Unless J.K. Rowling really pulls a number on her world build, the answer continues to remain no. Though the Scamander family trace their heritage back several generations, they are not part of what's known as the "Sacred 28," which are wizarding families who the Pure-Blood Directory claimed as the last families to be untainted by Muggle inbreeding during Grindelwald's rise in the 1930s.
Instead, they are a modest family, mostly comprised of Hufflepuffs and Gryffindors, who spend their days working with magical creatures and fantastic beasts, in the field of magizoology. During Harry's time at Hogwarts, Rolf Scamander, sorted over into Hufflepuff, was also a student. He married Luna Lovegood after the Second Wizarding War.

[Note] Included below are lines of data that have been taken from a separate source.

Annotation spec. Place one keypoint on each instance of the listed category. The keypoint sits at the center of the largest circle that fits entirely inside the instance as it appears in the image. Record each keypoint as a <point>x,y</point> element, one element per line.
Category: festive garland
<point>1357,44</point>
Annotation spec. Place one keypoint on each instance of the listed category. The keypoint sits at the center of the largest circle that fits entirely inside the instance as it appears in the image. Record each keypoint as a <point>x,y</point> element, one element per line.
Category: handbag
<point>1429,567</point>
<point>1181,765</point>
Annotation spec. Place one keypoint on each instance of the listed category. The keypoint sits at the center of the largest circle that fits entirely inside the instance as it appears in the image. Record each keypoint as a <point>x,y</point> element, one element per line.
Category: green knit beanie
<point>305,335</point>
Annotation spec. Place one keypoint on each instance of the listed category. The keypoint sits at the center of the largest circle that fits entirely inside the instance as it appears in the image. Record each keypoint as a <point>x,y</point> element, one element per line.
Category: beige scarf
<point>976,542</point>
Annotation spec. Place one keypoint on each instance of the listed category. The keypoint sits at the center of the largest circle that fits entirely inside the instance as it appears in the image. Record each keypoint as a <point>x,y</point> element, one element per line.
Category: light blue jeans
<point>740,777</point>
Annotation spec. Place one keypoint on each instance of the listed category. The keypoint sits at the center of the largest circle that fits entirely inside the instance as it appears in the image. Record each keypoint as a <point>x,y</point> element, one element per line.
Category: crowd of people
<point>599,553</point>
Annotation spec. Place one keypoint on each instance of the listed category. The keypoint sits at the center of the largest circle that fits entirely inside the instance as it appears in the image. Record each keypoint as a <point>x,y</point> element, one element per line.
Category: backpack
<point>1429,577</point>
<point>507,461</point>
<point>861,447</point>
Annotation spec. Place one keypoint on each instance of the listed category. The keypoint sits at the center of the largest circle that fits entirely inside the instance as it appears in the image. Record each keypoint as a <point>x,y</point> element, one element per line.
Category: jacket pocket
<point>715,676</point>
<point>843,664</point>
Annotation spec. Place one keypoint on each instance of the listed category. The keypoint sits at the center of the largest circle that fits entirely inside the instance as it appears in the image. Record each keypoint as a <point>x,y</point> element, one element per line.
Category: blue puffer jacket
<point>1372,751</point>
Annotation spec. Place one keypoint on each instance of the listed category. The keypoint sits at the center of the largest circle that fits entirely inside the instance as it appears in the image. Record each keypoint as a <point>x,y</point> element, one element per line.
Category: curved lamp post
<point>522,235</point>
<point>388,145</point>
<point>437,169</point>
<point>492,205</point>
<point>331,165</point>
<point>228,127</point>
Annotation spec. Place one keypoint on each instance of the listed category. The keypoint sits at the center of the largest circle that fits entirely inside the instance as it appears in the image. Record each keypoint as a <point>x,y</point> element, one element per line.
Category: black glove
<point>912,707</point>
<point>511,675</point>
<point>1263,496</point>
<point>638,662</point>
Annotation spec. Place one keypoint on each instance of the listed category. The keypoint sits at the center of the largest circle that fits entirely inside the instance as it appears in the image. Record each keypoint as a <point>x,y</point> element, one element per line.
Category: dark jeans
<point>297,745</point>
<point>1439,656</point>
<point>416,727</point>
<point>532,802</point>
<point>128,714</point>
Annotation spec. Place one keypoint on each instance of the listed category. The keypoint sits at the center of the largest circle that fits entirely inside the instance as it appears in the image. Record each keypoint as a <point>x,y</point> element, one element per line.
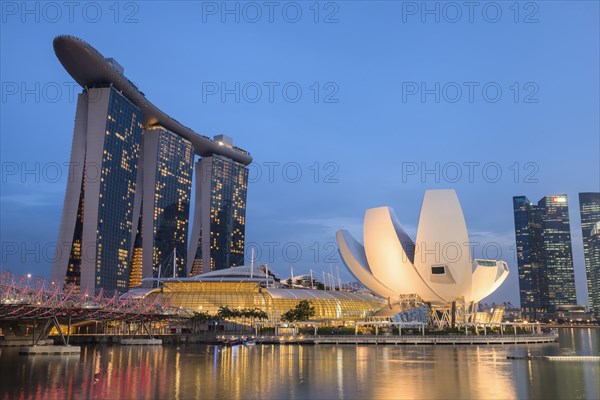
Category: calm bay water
<point>315,372</point>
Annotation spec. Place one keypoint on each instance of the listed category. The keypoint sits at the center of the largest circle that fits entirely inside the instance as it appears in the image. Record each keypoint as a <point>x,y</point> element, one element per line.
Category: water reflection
<point>382,372</point>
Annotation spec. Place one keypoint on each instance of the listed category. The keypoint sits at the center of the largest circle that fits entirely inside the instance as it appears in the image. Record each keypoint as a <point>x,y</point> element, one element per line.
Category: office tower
<point>544,254</point>
<point>589,207</point>
<point>95,229</point>
<point>218,233</point>
<point>127,201</point>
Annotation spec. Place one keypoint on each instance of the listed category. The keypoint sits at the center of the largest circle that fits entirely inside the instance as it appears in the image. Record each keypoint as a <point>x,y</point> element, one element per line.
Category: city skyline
<point>359,137</point>
<point>589,207</point>
<point>545,256</point>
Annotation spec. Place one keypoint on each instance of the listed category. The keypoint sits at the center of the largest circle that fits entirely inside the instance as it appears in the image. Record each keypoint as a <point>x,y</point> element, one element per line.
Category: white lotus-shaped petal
<point>443,252</point>
<point>390,252</point>
<point>438,268</point>
<point>488,275</point>
<point>356,261</point>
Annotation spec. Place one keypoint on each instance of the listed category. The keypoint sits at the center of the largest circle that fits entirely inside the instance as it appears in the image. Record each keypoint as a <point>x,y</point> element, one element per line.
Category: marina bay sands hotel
<point>127,203</point>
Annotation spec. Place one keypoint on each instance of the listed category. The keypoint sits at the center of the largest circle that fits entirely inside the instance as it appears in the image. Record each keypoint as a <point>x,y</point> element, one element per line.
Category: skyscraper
<point>589,207</point>
<point>95,230</point>
<point>218,233</point>
<point>544,254</point>
<point>127,201</point>
<point>163,205</point>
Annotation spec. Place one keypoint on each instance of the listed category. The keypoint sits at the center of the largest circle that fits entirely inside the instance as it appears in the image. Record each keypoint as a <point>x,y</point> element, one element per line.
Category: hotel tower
<point>127,201</point>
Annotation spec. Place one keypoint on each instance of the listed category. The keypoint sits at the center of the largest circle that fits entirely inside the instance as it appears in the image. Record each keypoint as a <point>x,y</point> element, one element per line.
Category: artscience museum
<point>436,268</point>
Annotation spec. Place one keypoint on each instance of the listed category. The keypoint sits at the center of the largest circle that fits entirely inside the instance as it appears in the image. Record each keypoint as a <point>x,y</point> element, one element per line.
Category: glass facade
<point>544,254</point>
<point>227,183</point>
<point>118,176</point>
<point>210,296</point>
<point>589,207</point>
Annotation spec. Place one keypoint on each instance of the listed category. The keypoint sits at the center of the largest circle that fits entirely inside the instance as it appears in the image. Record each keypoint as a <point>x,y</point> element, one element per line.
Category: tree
<point>302,312</point>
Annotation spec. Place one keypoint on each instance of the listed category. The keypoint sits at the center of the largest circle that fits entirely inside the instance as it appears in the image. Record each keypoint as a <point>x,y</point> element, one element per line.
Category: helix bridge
<point>41,305</point>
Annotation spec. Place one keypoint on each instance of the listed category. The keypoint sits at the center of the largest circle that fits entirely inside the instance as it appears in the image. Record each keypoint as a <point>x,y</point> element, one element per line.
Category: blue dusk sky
<point>343,105</point>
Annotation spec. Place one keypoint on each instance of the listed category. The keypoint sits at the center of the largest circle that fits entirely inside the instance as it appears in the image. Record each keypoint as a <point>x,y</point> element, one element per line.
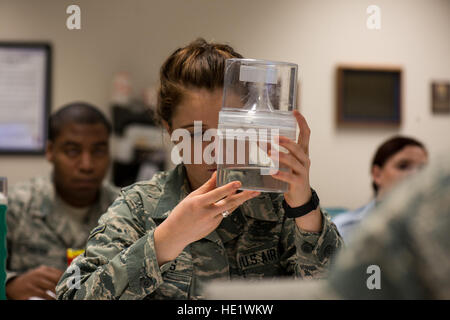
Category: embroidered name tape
<point>258,258</point>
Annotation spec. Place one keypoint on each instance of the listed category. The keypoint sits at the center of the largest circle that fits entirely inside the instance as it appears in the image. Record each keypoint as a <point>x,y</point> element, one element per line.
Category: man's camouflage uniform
<point>255,241</point>
<point>37,234</point>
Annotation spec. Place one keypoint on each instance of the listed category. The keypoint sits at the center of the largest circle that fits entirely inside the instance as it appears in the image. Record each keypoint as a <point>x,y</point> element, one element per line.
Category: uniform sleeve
<point>119,261</point>
<point>310,254</point>
<point>17,201</point>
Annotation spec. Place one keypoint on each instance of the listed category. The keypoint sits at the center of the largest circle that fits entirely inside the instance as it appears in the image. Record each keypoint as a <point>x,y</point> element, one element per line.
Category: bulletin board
<point>25,96</point>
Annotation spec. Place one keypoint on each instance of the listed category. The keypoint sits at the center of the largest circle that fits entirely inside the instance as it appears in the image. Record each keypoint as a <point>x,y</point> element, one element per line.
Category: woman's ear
<point>376,174</point>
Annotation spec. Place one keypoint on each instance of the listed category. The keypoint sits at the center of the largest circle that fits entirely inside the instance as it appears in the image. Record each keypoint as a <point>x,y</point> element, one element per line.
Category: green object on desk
<point>3,252</point>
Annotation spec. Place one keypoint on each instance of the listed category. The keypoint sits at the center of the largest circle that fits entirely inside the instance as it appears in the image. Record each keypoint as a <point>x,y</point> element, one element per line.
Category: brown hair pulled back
<point>199,65</point>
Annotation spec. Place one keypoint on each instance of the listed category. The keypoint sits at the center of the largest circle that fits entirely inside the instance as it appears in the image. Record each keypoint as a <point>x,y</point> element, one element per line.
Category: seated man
<point>48,215</point>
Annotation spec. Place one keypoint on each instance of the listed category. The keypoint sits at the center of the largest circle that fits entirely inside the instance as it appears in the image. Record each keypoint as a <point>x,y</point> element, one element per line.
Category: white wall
<point>138,35</point>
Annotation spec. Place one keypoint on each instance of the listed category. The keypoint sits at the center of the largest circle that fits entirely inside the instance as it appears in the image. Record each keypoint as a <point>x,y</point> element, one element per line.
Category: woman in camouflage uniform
<point>164,238</point>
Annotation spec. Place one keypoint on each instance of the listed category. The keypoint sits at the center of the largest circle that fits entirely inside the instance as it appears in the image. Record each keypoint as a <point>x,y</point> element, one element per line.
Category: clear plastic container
<point>258,100</point>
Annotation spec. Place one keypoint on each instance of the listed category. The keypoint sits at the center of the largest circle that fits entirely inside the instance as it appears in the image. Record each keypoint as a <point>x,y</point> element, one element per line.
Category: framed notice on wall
<point>25,90</point>
<point>368,96</point>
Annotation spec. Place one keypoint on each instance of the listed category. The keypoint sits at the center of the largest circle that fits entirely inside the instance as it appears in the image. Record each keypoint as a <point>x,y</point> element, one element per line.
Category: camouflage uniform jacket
<point>256,241</point>
<point>37,234</point>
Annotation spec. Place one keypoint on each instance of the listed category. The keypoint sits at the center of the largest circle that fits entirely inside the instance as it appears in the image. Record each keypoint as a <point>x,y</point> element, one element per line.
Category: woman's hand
<point>297,160</point>
<point>199,214</point>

The Potters, meanwhile, trace their heritage back farther than most, descending from Ignotus Peverell and Linfred of Stinchcombe. Their family actually should have been including in the Pure-Blood Directory when it was publishing in the 1930s, but their egalitarian attitudes towards intermarrying with Muggles made author Cantankerus Nott suspicious of their bonafides, so he excluded them from the list, something the family wore with pride at the time.
There was also Linfred of Stinchcombe's habit of intermingling with Muggles, considered "a corrupting influence" down the family line. Known as "The Potterer" (hence the origins of their last name), most muggles thought him and his herbal cures harmless if a trifle eccentric. But Linfred was a resourceful chap and invented several remedies still in use to this day, including Skele-Gro. Obviously, this taste for potions puts the Potter family in the company of other Hufflepuffs like the Scamander family. But as far as the history books are concerned, they are not related.
Of course, this doesn't mean Rowling couldn't change this if she wanted. The fact is, the Potter family tree is not fully fleshed out the way some others in the canon have been. And though the Scamander family goes back a way, there's no "first Scamander wizard" story to anchor them the way Ignotus Peverell does for the Potters.
Rowling's need to find ways to tie her two franchises together may yet drive her to invent a way the Scamander and the Potter family trees intersect. Knowing her, she'd set it somewhere in the distant past, long forgotten in the here and now. After all, if there's one thing the Wizarding World is teaching us in the new franchise, it's those who live in it are far more connected than anyone ever realized until now.